L’exemple mis en avant par la Commission est celui de l’EHPAD de Castel Blanc à Masevaux dans le Haut-Rhin. Il est depuis plu­sieurs années engagé dans la démarche « Commune et Espace Nature ». Aménagement d’espaces paysagers, suppression des phytosanitaires, récupération des eaux de pluie pour arroser les fleurs, valorisation de zones de biodiversité au sein de l’EHPAD.

Objectif 9 : Développer une gestion de l’eau garante d’une transition juste. Le changement climatique ne touche pas l’ensemble de la population de la même façon. Les personnes les plus défavorisées sont celles qui sont les plus exposées aux événements extrêmes et qui auront le plus de difficultés à s’adapter pour se protéger des risques à venir. Un arbitrage juste dans le partage de l’eau et les restrictions d’eau est un préalable à l’acceptation des règles par les populations en période de crise.

Objectif 10 : Connaître et faire connaître les enjeux du savoir. L’ampleur du changement climatique à venir et l’ampleur des changements structurels et transformations à mener rendent dif­ficile la prise de décision et le passage à l’action. Par l’éducation et la connaissance, par le débat public et le partage des constats et solutions, la société sera en mesure de créer des outils adaptés et de passer à l’action.

À l’exemple de la mise en place d’un observatoire des tourbières et des plans d’eau sur le réseau des réserves naturelles des Hautes-Vosges. L’objectif est de mesurer sur le long terme les paramètres climatiques et leurs évolutions ainsi que les incidences sur la qualité de l’eau, sur la biodiversité et sur la fonctionnalité de ces milieux.

Un mot d’ordre, la sobriété globale

La trajectoire de sobriété établie pour le bassin Rhin-Meuse s’appuie sur l’analyse des tendances d’évolution des prélèvements issues de données de redevances de l’agence de l’eau, sur l’évolution des facteurs susceptibles d’influencer les prélèvements ainsi que les actions envisagées pour les limiter.

Afin de réduire de 10% les prélèvements à l’horizon 2030, voici les objectifs par usages de l’eau :

- Canaux de navigation : -11%

- Eau potable : -11%

- Industrie : -10%

- Énergie : -10% à l’échelle du parc nucléaire français

- Agriculture : Conserver une stabilité globale des prélèvements, avec des baisses à prévoir dans les territoires en tension, tout en tenant compte des droits d’eau dont bénéficient certains agricul­teurs alsaciens.

Cela représente une économie globale de 168 millions de mètres cubes annuels à l’horizon 2030 (hors énergie). Assurément pour son premier comité de bassin, Audrey Bardot a engagé le fer avec le changement climatique, bien aidée par une commission qui a su faire de la pédagogie avec pas mal de pragmatisme. L’initiative revient désormais aux acteurs institutionnels que sont en particulier les collectivités pour agir concrètement dans le souci de préserver la ressource en eau.

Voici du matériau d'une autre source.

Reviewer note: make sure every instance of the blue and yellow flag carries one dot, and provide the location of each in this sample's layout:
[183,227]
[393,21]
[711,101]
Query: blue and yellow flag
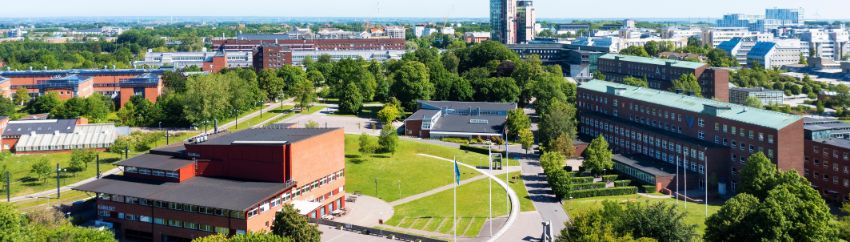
[457,173]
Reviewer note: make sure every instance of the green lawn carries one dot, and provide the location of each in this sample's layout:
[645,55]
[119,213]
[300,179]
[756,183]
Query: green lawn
[22,183]
[413,173]
[427,213]
[695,212]
[244,124]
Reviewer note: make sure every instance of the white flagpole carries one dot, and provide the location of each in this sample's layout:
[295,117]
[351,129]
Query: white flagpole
[490,183]
[705,171]
[454,217]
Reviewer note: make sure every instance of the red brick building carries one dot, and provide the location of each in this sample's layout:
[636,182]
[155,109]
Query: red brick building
[688,131]
[827,158]
[661,73]
[230,184]
[119,84]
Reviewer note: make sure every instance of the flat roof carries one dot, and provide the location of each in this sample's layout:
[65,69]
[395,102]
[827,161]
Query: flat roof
[45,126]
[654,61]
[740,113]
[466,105]
[201,191]
[651,167]
[268,134]
[843,143]
[156,161]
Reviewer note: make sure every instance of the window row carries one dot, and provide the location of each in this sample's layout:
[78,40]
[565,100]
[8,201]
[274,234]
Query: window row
[173,206]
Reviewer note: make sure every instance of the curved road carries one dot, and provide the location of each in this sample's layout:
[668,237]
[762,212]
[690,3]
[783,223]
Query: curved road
[511,194]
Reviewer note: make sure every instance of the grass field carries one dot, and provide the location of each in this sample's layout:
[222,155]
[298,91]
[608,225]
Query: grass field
[413,173]
[22,183]
[244,124]
[695,213]
[434,213]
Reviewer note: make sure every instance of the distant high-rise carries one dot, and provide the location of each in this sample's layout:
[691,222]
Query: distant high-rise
[786,16]
[526,20]
[503,21]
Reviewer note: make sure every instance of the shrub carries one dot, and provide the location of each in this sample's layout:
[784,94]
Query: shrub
[648,188]
[582,179]
[622,183]
[476,149]
[586,186]
[614,191]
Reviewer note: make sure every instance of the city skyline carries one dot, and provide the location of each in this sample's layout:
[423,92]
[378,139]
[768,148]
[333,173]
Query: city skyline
[815,9]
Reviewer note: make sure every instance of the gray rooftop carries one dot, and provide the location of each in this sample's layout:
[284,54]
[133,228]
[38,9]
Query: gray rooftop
[466,105]
[156,161]
[276,135]
[654,61]
[740,113]
[48,126]
[201,191]
[645,165]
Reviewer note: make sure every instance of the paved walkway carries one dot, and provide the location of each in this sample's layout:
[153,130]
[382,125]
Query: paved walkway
[448,187]
[366,211]
[512,217]
[116,170]
[539,192]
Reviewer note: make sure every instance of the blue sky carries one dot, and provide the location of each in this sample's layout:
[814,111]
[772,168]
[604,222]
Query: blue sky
[815,9]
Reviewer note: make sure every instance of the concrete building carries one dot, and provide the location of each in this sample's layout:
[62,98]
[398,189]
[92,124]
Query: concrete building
[476,37]
[52,135]
[827,158]
[739,95]
[438,119]
[525,21]
[775,54]
[503,21]
[831,44]
[688,131]
[661,73]
[204,60]
[715,36]
[226,184]
[120,84]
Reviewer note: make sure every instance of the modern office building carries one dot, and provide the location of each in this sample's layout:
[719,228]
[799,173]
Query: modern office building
[688,131]
[739,95]
[232,183]
[827,158]
[715,36]
[120,84]
[578,62]
[775,54]
[738,47]
[212,61]
[52,135]
[525,21]
[503,21]
[438,119]
[660,73]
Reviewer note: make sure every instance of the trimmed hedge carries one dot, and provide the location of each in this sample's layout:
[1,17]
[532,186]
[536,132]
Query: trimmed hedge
[614,191]
[622,183]
[609,178]
[476,149]
[581,179]
[648,188]
[587,186]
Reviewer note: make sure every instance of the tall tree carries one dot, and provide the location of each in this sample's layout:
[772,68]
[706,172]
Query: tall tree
[22,96]
[411,83]
[352,100]
[557,119]
[598,156]
[289,223]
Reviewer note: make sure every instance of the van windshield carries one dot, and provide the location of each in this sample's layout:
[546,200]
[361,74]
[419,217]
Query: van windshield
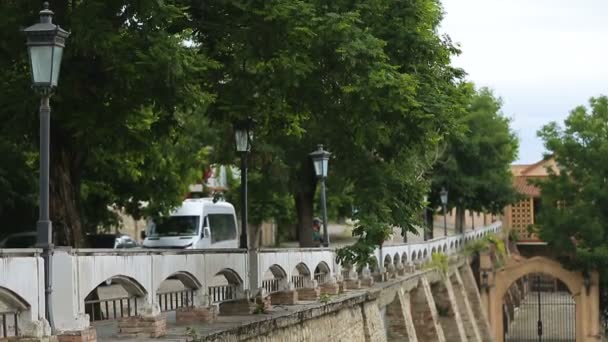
[175,226]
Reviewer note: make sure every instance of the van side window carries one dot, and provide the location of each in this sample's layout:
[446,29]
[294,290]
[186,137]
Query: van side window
[222,227]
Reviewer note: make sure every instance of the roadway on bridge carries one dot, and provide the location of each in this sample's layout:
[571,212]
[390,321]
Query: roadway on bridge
[557,312]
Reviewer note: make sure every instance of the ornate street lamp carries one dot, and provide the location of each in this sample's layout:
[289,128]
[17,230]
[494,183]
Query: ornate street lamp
[243,136]
[444,202]
[45,43]
[320,159]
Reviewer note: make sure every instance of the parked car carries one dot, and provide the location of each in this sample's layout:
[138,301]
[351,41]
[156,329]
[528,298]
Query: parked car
[197,223]
[110,241]
[19,240]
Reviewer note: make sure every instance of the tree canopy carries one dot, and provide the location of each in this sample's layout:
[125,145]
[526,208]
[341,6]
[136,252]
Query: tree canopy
[150,90]
[573,218]
[475,168]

Voir aussi sur www.eau-rhin-meuse.fr

Le budget 2024 de l’Agence de l’eau

Le budget prévisionnel 2024 de l’Agence de l’eau a été adopté par le conseil d’administration le 23 novembre dernier. « Un budget ouvert à l’action » précise le conseil d’administration. Ce budget propose toujours les mêmes opportunités d’action en matière de transition écologique avec une augmentation de 20% pour les dotations de l’enveloppe Interventions en cette dernière année du 11e programme d’intervention (2019-2024).

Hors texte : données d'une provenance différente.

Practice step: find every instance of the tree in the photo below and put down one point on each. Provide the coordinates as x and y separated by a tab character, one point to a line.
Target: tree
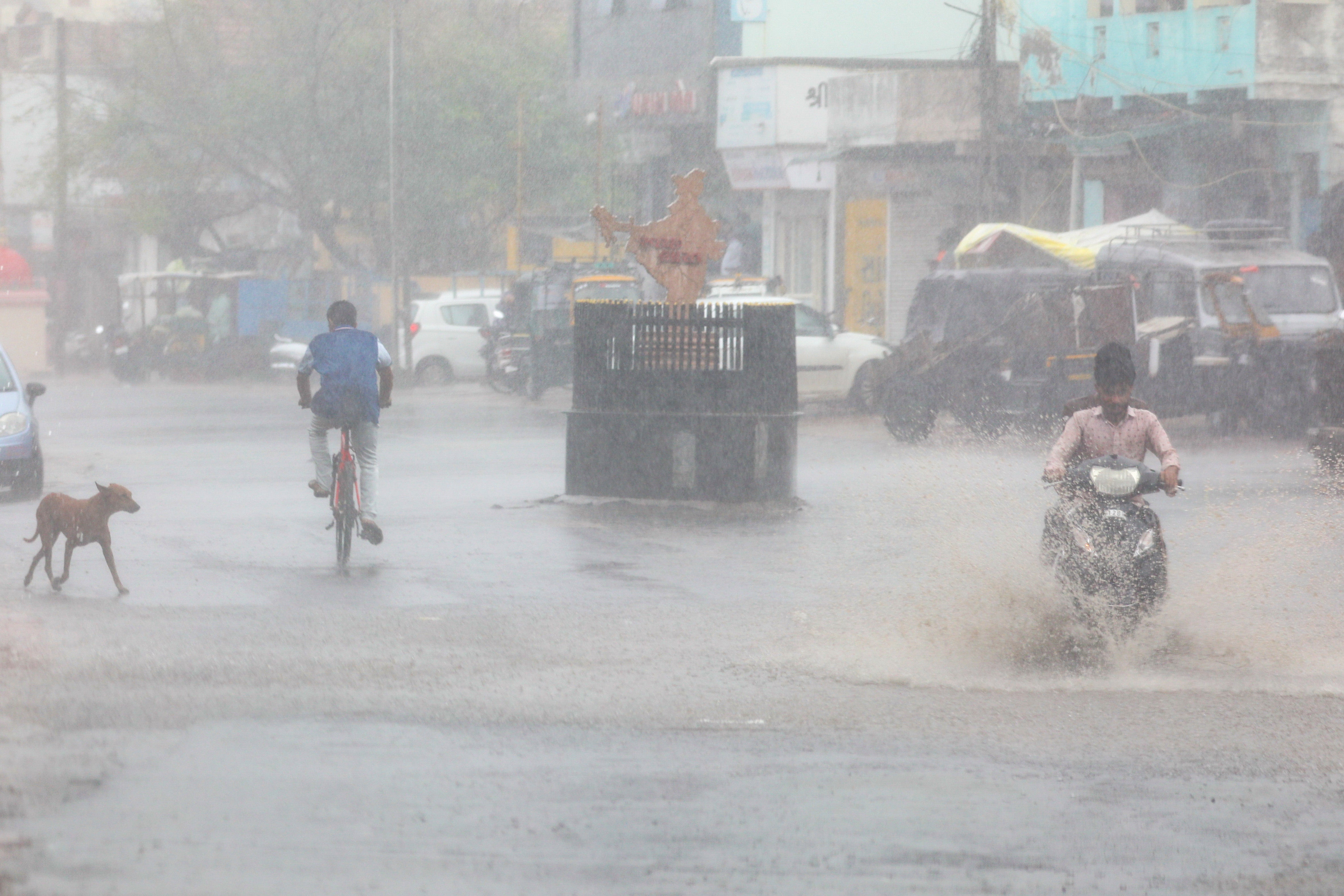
232	104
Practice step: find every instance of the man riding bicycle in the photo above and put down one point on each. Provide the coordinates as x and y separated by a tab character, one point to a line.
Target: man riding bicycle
357	382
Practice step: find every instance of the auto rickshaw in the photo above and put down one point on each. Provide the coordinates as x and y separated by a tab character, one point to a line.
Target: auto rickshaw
532	346
181	324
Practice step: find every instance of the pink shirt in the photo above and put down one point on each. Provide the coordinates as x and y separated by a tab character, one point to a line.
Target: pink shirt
1089	435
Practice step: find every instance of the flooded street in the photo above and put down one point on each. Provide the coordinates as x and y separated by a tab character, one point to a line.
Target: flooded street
876	692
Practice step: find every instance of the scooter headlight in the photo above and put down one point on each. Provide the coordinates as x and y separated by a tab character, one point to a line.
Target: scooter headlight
12	424
1115	483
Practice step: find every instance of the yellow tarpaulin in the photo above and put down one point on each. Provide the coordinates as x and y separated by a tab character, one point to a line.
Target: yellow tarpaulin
1074	248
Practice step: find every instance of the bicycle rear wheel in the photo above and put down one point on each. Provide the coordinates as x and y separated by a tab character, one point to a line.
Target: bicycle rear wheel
343	510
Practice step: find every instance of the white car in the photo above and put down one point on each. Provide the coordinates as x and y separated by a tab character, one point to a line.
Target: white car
447	335
292	344
832	365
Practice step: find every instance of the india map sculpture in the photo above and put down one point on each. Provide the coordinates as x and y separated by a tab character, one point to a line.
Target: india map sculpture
677	249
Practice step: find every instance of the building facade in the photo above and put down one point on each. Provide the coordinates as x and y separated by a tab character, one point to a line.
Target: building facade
642	73
1206	109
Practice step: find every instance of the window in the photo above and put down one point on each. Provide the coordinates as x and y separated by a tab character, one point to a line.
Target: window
808	321
1167	293
800	254
1141	7
1292	289
466	315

• En dépenses relevons les 14,2 M€ pour le personnel, les 4,9 M€ pour le fonctionnement (au 7 novembre 2023), pour les aides accordées aux interventions 229,9 M€ et enfin 3 M€ pour l’investissement.

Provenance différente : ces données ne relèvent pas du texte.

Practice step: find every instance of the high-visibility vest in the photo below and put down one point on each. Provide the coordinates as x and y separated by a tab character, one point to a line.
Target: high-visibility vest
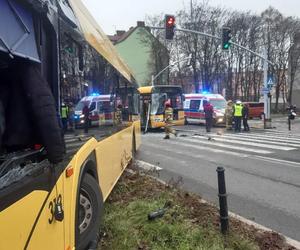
169	114
64	112
238	109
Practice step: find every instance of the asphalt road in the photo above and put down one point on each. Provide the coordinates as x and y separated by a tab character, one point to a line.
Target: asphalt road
262	169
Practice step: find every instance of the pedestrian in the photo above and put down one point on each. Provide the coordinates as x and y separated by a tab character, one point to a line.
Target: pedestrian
71	115
228	115
64	116
245	115
237	113
168	118
208	111
118	115
86	114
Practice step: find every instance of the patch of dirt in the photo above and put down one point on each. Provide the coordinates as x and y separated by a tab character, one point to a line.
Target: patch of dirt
134	185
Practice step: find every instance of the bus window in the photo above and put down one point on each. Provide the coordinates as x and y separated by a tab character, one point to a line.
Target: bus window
195	104
158	103
93	106
218	104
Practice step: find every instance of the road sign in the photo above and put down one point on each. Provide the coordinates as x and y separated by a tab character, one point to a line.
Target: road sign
270	83
265	90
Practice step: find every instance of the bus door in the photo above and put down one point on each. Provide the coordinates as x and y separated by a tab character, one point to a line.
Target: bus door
145	105
194	113
177	105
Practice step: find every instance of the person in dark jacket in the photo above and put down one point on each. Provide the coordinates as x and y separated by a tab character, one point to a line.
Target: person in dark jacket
30	111
209	111
64	113
86	114
237	113
245	115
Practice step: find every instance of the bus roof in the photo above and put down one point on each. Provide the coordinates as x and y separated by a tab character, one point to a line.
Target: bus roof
150	89
98	40
200	96
93	98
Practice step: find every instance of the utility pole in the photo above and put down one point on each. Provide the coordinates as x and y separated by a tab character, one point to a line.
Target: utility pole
267	104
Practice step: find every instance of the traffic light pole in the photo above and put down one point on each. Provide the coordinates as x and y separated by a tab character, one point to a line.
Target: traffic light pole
266	62
170	65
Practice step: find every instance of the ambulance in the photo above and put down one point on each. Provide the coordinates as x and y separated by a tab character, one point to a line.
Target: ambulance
194	112
101	110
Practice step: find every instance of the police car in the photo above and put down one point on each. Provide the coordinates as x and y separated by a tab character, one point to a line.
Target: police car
194	111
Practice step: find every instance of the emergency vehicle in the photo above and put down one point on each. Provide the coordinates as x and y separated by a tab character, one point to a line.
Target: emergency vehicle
194	112
101	110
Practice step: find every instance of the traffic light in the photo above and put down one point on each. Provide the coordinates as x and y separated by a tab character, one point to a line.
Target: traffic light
226	38
169	26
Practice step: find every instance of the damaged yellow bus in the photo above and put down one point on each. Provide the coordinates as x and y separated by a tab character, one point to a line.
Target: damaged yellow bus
50	200
153	99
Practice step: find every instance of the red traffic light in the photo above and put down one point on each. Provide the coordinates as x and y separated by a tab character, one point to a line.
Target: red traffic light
169	26
170	21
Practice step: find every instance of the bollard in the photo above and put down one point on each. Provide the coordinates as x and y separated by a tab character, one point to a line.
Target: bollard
223	200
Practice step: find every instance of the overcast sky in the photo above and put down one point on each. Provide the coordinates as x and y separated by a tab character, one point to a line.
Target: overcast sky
115	15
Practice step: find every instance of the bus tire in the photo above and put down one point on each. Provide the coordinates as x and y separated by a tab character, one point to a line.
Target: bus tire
185	121
133	146
89	212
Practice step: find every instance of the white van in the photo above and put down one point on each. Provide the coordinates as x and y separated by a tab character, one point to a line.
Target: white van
194	112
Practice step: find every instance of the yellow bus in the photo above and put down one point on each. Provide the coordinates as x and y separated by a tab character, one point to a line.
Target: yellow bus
47	205
153	99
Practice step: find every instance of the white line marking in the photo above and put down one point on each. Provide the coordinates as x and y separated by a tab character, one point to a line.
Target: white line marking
239	148
241	142
264	140
274	160
265	137
148	166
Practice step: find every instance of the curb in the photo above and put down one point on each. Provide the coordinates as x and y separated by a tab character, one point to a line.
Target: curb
290	241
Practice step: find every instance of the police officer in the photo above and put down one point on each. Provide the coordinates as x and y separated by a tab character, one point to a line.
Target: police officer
64	116
86	114
209	111
168	117
228	115
118	115
245	115
237	113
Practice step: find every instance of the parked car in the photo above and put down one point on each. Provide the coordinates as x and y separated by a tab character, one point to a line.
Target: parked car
256	109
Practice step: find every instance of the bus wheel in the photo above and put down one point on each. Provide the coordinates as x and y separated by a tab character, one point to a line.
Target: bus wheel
133	146
90	206
185	121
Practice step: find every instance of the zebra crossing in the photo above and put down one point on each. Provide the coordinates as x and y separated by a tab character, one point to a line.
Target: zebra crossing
255	142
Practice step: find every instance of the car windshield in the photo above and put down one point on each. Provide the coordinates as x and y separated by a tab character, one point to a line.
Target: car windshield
80	105
218	104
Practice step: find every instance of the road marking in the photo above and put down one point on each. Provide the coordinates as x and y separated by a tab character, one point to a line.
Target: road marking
148	166
239	148
264	140
274	160
265	137
256	144
215	150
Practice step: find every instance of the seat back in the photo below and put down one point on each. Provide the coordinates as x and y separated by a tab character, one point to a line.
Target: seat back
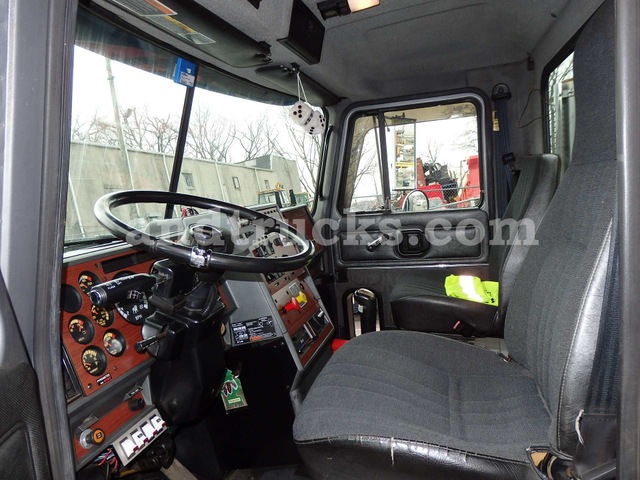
536	185
556	304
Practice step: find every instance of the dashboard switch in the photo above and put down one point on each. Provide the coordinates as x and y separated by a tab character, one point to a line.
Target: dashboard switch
148	430
90	438
128	447
139	438
136	404
140	434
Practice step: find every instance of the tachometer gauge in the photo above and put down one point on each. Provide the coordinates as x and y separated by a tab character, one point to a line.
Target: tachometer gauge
94	361
87	280
81	329
102	316
114	342
134	310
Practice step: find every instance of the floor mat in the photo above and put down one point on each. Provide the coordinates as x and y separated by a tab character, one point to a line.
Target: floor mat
289	472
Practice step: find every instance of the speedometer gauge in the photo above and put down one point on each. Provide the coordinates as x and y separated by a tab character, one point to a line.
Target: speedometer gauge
102	316
81	329
114	342
94	361
134	310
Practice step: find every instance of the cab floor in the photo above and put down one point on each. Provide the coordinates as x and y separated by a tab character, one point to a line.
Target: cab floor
289	472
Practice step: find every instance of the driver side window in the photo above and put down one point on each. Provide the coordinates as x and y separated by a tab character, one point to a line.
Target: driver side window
414	159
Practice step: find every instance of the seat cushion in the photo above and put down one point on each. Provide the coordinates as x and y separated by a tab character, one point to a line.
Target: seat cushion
419	302
413	402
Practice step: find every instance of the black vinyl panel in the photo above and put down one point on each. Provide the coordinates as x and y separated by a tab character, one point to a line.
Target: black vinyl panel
22	439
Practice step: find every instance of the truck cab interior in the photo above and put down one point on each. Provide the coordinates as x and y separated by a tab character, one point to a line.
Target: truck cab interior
337	239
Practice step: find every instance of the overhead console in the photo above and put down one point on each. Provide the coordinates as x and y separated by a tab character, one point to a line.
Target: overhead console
197	27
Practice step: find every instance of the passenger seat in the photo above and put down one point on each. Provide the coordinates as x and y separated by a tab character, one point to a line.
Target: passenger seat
419	301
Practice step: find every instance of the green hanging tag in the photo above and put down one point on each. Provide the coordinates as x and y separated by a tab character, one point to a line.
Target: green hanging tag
232	393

• Les recettes proviennent des redevances pour 172,79 M€ et 7,31 M€ d’autres recettes.

 

Nappe des (GTI) grès du trias inférieur

Le conseil d’administration de l’agence de l’eau a accueilli avec satisfaction le nouveau contrat de territoire Eau et Climat « Nappes préservées, Terre d’eau engagée » liant l’agence de l’eau, le SIE de Bulgnéville et de la Vallée du Vair, les villes de Vittel et de Contrexéville et la communauté de communes Terre d’Eau. Cet engagement scelle la poursuite de la dynamique et le renforcement de la stratégie impliquant aujourd’hui les collectivités. Le conseil d’administration a souhaité souligner cette cohérence d’actions et saluer le travail d’ensemble porté depuis plusieurs années et visant l’objectif ambitieux de régénération de la nappe.